Mi finsi spaventato. "Considerando che dovrò affrontare suo marito, direi di sì".
"Ti suggerisco di non correre troppo", ridacchiò complice. "Vediamo prima cosa vorrà fare Becky, non credi?".
"Mi lasci qualche giorno", concessi.
"Sembri molto sicuro di te".
"Si sbaglia. Non è di me che sono sicuro. Sono sicuro di sua figlia".
"Spero tu non debba sopportare una delusione".
"Lo spera sul serio? Si rende conto, vero, che mi ha appena confidato che si augura che tra me e sua figlia nasca qualcosa? Suona quasi come una benedizione, lo sa?", la stuzzicai.
"Non mettermi in bocca parole che non ho detto", mi fulminò nello stesso modo con cui lo faceva Becky. Eppure un sorrisetto appena accennato tradì quello sguardo severo. "Sei un bravo ragazzo", me ne diede la conferma, "anche se a guardarti non si direbbe".
"Così mi ferisce", premetti una mano sul cuore, simulando un mezzo infarto. "Che ho che non va? Aspetti, vado a recuperare la giacca in veranda".
"Tutte quelle catene al collo, gli anelli, i tatuaggi che intravedo sul collo e sulle braccia", l'elenco accompagnò la mia camminata in veranda. Quando rientrai in cucina, infilandomi la giacca, mi squadrò con attenzione in faccia. "E i capelli lunghi!".
"Ora basta con tutti questi complimenti o dovrò riferire a suo marito", non la presi sul serio. "Aspetto il suo invito a cena, intesi?".
Mi seguì fino all'ingresso. "Io nel frattempo terrò la bocca chiusa con mio marito". Mi squadrò circospetta quando le passai accanto per uscire. "Non la prenderà molto bene, sai?".
"Quale padre la prende bene?", chiesi retorico.

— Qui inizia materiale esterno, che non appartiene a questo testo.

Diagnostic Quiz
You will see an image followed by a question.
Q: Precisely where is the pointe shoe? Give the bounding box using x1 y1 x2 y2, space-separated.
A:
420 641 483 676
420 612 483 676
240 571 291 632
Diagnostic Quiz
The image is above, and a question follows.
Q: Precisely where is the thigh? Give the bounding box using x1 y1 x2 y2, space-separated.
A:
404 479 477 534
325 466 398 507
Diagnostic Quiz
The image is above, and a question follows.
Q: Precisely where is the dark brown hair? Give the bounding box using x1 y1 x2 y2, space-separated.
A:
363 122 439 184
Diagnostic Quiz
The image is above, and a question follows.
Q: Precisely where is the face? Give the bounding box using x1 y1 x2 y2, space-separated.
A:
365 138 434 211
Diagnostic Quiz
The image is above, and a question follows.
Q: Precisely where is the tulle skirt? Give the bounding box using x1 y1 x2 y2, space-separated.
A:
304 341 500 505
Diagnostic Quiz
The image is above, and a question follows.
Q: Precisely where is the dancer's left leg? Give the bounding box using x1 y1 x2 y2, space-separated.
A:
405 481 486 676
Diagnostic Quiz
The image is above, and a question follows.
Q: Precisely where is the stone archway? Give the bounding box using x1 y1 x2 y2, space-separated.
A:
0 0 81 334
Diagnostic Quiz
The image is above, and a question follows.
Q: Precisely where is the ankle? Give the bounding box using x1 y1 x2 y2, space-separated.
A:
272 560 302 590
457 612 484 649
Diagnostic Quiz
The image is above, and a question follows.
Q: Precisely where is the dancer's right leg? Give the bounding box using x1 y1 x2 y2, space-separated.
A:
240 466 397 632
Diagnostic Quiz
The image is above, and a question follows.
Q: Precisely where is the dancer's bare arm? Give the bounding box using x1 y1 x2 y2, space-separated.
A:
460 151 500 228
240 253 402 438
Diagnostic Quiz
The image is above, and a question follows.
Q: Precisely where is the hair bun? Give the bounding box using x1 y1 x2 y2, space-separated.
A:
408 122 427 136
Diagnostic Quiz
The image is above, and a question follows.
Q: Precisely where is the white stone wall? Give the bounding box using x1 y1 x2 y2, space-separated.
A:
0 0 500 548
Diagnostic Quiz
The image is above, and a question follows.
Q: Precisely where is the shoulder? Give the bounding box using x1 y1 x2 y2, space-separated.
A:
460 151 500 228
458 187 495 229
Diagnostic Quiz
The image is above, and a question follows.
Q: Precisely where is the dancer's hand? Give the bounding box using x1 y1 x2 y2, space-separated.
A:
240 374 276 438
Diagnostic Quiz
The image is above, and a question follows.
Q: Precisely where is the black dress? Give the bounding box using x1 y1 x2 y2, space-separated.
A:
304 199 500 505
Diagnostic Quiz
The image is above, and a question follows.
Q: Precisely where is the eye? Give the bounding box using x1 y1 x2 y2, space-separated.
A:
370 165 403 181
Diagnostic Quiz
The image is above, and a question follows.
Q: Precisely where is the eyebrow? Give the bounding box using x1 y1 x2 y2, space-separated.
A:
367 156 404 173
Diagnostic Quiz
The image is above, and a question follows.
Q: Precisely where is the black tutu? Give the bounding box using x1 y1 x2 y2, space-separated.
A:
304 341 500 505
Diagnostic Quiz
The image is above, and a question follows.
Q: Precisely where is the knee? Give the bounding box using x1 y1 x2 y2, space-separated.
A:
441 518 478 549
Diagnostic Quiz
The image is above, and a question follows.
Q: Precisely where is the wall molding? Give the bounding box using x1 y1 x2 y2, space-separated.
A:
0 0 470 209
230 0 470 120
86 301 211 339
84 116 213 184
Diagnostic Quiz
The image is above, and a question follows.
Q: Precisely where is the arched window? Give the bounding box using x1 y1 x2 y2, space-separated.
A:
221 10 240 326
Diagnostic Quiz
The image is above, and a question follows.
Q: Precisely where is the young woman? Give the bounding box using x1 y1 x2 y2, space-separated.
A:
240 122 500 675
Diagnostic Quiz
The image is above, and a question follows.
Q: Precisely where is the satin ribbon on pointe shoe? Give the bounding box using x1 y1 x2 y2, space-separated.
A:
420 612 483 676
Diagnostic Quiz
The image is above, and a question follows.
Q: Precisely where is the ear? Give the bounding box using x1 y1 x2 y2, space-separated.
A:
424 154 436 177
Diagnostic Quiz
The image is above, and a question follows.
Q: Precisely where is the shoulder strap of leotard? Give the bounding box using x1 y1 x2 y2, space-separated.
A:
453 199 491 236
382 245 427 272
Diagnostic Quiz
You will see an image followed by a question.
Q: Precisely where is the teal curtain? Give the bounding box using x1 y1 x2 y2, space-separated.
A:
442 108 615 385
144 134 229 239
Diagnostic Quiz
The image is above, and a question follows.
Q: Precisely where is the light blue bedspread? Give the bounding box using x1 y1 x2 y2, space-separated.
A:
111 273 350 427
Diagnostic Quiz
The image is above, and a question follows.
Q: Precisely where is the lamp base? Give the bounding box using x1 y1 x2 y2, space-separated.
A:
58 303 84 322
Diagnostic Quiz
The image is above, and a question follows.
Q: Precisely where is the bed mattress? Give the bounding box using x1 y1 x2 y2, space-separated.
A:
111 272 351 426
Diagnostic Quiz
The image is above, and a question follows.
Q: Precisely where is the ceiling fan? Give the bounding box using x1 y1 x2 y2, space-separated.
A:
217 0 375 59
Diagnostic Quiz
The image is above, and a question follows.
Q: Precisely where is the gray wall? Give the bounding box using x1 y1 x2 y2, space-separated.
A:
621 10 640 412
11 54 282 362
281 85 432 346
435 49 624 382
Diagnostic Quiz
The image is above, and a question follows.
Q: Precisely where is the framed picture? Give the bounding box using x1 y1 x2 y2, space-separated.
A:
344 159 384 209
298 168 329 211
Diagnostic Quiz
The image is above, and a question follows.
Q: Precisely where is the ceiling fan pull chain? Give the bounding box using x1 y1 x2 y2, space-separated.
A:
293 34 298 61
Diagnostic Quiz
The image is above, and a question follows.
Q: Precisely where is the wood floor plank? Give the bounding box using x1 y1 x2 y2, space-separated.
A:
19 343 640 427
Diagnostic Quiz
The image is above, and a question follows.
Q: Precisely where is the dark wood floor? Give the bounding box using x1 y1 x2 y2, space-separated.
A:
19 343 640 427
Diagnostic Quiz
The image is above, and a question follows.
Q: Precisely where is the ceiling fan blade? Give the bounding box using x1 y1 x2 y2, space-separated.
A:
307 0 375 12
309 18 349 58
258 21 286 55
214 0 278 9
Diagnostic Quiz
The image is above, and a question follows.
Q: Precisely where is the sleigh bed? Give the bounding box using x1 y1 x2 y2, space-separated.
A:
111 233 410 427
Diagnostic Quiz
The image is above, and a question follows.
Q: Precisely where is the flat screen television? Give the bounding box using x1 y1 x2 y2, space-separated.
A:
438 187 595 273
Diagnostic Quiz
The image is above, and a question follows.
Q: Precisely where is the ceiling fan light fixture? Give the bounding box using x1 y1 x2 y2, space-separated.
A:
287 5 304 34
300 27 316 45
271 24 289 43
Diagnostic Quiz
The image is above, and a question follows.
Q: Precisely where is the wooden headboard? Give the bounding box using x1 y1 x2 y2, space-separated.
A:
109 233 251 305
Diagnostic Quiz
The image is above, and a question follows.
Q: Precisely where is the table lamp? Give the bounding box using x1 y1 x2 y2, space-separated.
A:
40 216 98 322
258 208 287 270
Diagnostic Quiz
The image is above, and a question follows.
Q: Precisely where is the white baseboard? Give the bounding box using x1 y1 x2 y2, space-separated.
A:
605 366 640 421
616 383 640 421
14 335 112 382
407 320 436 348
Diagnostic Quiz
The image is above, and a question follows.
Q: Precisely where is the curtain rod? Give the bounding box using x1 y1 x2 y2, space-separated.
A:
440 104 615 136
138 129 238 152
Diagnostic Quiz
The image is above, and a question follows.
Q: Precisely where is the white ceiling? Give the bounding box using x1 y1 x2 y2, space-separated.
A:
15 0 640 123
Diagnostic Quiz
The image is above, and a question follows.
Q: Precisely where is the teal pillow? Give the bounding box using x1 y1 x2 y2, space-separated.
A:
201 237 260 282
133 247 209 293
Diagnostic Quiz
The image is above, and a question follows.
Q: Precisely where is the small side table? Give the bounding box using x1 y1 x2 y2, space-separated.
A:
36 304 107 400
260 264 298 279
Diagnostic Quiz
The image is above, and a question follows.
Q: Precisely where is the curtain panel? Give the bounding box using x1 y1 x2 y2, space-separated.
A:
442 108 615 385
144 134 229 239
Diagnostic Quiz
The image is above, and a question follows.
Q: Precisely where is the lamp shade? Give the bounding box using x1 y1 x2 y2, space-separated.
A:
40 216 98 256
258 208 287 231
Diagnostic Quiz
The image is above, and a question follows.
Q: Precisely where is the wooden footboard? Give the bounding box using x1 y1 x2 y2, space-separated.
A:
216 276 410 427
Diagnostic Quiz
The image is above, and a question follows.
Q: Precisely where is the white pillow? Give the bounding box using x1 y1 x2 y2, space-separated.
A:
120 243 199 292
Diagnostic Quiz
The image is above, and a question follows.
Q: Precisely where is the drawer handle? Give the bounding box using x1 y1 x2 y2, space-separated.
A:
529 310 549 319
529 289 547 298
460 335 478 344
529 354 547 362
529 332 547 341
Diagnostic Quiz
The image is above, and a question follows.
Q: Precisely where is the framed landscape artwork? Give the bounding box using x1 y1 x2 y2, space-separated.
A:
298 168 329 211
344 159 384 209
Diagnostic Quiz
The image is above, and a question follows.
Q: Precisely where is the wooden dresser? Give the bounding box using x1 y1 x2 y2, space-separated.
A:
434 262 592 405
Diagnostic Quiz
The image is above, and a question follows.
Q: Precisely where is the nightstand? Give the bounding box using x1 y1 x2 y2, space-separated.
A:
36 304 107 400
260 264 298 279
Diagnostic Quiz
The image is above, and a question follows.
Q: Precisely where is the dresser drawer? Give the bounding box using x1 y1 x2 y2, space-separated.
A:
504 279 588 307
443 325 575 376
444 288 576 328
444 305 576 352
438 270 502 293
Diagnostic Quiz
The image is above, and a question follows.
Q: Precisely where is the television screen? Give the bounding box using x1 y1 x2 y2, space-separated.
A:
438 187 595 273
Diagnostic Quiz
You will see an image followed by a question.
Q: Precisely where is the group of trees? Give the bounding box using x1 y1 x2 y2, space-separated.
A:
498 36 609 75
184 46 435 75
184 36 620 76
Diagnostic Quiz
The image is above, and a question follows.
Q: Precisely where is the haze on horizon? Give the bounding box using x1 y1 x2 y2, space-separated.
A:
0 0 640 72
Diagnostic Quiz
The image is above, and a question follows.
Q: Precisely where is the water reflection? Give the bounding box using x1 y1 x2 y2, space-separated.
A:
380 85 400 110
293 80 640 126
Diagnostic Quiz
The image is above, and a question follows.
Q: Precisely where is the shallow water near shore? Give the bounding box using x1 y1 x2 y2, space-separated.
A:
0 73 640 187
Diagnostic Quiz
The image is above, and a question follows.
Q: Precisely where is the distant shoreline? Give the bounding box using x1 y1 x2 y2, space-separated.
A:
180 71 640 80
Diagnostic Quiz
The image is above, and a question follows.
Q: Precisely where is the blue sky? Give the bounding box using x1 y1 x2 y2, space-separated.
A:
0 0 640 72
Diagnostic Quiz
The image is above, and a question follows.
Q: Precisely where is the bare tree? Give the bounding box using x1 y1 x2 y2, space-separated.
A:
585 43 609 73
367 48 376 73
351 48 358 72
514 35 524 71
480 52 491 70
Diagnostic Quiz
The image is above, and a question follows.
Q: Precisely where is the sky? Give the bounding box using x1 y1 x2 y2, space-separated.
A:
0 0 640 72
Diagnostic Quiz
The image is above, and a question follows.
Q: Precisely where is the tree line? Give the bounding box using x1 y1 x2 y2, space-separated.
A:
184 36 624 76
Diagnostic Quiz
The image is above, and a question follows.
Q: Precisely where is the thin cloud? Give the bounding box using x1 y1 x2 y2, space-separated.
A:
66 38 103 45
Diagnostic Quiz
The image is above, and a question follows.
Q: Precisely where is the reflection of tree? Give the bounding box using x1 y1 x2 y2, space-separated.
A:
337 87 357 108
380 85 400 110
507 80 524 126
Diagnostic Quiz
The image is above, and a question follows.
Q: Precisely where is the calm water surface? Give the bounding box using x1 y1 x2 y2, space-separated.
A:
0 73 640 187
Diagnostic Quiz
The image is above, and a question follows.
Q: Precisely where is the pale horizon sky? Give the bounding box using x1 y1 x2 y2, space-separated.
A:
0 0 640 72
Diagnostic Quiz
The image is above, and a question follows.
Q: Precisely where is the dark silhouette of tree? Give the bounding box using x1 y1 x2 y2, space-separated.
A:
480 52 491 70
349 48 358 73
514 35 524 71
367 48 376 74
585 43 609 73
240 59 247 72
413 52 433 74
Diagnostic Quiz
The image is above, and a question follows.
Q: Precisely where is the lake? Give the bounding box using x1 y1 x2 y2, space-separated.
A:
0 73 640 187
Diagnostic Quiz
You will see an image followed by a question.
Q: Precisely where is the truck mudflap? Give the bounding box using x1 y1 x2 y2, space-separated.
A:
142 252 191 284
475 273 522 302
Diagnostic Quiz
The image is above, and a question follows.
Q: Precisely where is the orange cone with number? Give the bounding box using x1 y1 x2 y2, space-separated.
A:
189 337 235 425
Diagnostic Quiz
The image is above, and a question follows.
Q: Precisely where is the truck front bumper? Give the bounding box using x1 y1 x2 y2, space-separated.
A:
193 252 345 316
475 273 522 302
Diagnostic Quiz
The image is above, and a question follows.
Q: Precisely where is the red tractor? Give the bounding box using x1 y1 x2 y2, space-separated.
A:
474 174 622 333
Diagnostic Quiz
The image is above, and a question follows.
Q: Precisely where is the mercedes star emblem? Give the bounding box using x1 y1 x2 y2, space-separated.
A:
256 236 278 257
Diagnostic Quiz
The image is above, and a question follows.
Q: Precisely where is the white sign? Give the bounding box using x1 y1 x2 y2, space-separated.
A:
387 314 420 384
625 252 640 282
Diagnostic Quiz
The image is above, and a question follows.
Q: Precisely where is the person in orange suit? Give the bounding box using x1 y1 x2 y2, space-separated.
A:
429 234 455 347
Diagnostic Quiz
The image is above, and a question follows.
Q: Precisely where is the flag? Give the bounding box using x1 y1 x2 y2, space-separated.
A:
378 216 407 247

Per un attimo esitai sulla soglia, guardando verso la camera più vicina. Sapere che oltre quella porta vi era la mia piccola mi rallentava i movimenti. Non volevo andarmene. Dondolai i piedi sull'ingresso, saettando con lo sguardo tra la porta e la signora.
"Mi saluti Becky", tergiversai.
Lei seguì il mio sguardo e infine sospirò profondamente. Sembrava quasi uno sbuffo rassegnato. "Vuoi vedere se è ancora sveglia?".
"Cazzo sì. Sì che lo voglio", mormorai svelto, marciando lungo il corridoio e dimenticando completamente le buone maniere.
"La porta deve restare aperta", avvertì.
L'aprii senza bussare, evitando di spalancarla con troppa foga per timore di rovesciare Becky a terra. A differenza di quello che mi aspettavo, però, non la trovai appiccicata con l'orecchio alla porta. Si era distesa sul letto a pancia in giù, completamente vestita e sopra le coperte, usando un braccio come cuscino e dimenticando di spegnere la luce. Doveva davvero essere stravolta per essere riuscita ad addormentarsi pur sapendo che ero in cucina con sua madre.
Una ciocca di capelli le era finita sul viso ma non riusciva a nascondere le lacrime che si erano seccate sulla guancia.
Mi avvicinai piano e mi accucciai accanto a lei, scostandole i capelli dalla fronte. Un respiro più pesante fu l'unica reazione al mio tocco e per qualche secondo uscii fuori dai confini del mondo, dimenticando ogni cosa, persino me stesso. C'era solo lei. Tutto il mio mondo si era raccolto nelle sue palpebre abbassate, il naso arrossato per il pianto, le labbra dischiuse.
Avvicinai le mie alle sue e le sfiorai talmente piano che riuscii a percepirne il tocco solo quando sussurrai: "Buonanotte piccola".
Quello, fu il bacio più bello di tutta la mia esistenza!